My heart goes out to him.

September 23. 2003

Bones & Bubbles #2
This morning the man on the bench is blowing bubbles - a prolific number of small ones that float out beyond his knees - free born - into the already warm morning light: the transparent bluish luminescent spheres momentarily juxtaposed against his faded gold baseball cap and full, rust colored beard.
Yesterday I somehow got the suspicion - or recall a faint, oblique memory - that Dolores Park was once a graveyard. Back home, courtesy of Google, I do the research. Indeed, I learn:
"...The Ohlone Indians were there first. They had inhabited the area for several centuries before Spanish missionaries arrived in 1776 to establish Mission San Francisco Dolores. Thereafter, the Ohlone shared the land with Spanish ranchers and shopkeepers until the 1949 Gold Rush, when new settlers, gamblers, and tavern keepers joined the mix. In 1861, the site was purchased by Congregation Sherith Israel for a cemetery which became inactive in 1894..."
"New world" Jews and, perhaps, under them, the Ohlone. "City of Bones." The spherical bubbles. The man on the bench - a kind of Chiron situated on the edge of the buried - takes on new meaning. Release of the spirits. Gently bringing them up. Giving them birth. Liberating each of them - large and small, adults and children - blowing them, globe by globe, back into the hemisphere.
Last winter's first marches against the possible war in Iraq, demonstrations against the occupation of Palestine, annual demonstrations against the death penalty, against gender discrimination, in support of Farm Workers, Reggae concerts, Mayan coming of age ceremonies, the San Francisco Opera, the San Francisco Mime Troupe - the common and the uncommon good - over the bones of Jews and Indians, it all starts here.
The curious dialog of the living and the dead. The dead ultimately want out. The release of souls. Bubbles. Out they float across the park. One by one. Gone.

September 24, 2003

Bones & Bubbles #3
Fog filters warm, white light into the City. I am back up on the edge of the Park. As if on schedule - it's 8:45 - the man on the bench is blowing very large bubbles, maybe up to three or four inches in diameter. If it's the release of dead souls, these are out of the mouths of important figures - Rabbis, community leaders, large shop owners or those of Ohlone Chiefs, heroic warriors, beloved mothers, and, who knows, maybe those of ancient shamans.
There is absolutely no wind and the large spheres float along the trail and meet my eye as I walk beside them. The interior skins embody and radiate what appear as global land shapes - variously and intriguingly silvery blue, yellow and crimson - each holding their own until the bubble suddenly disappears.
Then - for me - a most astonishing thing happens. When I pass behind the man - who still never looks up - I notice there is a new paperback, face up, on the top of his satchel. It is no longer, "City of Bones." I can hardly believe the title. It almost seems saccharine to acknowledge it. Particularly since I have been letting my intuitions flow wild. But I am astonished. The language of the title - in all of its pulp paperback gaudy orange and black colors. But there it is. Believe it or not:
The Music of The Spheres
Homeless, homeless, homeless. Take it, as I must, from there.

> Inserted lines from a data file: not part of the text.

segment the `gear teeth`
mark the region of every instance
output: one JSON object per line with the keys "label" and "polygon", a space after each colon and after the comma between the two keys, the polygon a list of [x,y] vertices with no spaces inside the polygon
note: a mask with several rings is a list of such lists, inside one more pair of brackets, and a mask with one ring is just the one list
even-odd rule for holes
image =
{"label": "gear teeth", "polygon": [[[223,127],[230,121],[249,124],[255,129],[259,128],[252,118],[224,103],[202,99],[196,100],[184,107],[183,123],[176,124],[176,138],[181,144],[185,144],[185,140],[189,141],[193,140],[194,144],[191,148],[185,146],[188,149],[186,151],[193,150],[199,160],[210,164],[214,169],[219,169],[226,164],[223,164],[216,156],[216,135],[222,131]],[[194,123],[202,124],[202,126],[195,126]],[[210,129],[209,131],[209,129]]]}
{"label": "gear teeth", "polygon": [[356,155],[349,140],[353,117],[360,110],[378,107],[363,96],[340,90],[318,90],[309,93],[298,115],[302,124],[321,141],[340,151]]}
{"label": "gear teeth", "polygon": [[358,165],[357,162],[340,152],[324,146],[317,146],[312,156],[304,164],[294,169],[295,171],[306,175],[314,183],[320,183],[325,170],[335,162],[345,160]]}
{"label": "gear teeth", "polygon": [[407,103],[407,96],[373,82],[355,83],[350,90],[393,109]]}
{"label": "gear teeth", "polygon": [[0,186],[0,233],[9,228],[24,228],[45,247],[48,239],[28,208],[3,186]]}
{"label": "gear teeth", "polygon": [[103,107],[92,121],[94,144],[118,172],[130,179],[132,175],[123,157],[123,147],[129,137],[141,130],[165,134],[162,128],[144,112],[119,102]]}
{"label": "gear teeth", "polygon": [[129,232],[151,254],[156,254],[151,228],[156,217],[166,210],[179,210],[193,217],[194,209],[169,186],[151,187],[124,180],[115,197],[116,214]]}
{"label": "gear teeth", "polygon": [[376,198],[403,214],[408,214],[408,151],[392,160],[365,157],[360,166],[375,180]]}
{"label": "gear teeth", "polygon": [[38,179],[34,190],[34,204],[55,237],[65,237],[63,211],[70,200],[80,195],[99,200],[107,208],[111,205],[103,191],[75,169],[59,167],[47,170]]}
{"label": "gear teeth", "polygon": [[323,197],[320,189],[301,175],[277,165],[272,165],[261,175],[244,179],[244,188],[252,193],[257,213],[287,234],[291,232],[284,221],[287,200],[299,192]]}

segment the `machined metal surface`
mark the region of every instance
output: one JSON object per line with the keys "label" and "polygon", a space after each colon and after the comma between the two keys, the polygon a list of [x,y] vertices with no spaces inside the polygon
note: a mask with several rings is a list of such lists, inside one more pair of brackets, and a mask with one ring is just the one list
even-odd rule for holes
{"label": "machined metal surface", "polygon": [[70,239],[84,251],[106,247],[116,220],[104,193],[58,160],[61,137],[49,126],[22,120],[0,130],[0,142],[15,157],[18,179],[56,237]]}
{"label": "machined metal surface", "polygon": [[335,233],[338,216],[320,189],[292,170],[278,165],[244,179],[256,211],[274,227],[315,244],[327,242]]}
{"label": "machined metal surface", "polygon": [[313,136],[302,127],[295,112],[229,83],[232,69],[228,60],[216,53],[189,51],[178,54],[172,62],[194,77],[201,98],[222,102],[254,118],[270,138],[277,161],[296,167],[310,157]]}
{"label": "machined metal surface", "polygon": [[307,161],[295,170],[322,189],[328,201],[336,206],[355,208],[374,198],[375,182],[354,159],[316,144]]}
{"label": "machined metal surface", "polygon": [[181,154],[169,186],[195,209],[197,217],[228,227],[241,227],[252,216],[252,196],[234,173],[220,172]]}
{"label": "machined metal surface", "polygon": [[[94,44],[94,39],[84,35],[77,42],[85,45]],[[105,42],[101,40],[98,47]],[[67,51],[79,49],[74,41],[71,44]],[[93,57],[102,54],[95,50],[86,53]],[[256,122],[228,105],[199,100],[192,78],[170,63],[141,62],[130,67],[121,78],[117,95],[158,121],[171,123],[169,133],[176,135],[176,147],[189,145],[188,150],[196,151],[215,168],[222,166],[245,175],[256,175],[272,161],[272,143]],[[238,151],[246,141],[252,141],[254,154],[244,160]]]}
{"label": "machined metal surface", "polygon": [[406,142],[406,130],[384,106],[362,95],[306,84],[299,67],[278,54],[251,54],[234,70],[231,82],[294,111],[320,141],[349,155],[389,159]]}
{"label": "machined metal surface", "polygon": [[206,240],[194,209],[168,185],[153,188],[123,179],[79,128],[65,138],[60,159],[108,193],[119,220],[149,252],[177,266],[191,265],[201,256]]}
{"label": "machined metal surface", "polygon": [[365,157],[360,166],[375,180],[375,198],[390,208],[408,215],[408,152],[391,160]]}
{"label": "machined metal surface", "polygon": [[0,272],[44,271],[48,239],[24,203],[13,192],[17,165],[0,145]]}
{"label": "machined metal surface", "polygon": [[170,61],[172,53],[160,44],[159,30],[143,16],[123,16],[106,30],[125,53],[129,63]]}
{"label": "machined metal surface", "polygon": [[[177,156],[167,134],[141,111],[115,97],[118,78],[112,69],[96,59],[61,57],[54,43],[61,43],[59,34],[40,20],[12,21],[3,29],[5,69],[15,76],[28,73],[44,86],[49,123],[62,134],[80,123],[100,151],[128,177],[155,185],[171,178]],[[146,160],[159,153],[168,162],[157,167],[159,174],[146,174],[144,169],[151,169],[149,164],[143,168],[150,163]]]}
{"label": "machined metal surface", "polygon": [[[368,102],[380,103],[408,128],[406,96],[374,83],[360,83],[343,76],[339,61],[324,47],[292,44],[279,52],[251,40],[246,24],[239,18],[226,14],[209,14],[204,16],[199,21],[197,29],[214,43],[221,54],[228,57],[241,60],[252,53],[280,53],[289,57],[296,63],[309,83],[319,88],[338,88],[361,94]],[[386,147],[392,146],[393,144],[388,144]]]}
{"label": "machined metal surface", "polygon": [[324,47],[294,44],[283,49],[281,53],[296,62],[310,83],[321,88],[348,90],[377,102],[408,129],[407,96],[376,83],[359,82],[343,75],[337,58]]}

Stephen Vincent is an influential presence in the poetry scene of San Francisco. He has been publishing his poetry since the 1960s and is the former editor and publisher of Momo's Press. His essay, "Reading Poetry: San Francisco Bay Area, 1958-1980," in The Poetry Reading: A Contemporary Compendium on Language and Performance (edited by Stephen Vincent and Ellen Zweig. San Francisco: Momo's Press, 1981), traces developments in the history of poetry for that locale. Stephen's well-known book of poems about teaching English in Africa, Walking, was published by Junction Press in 1993.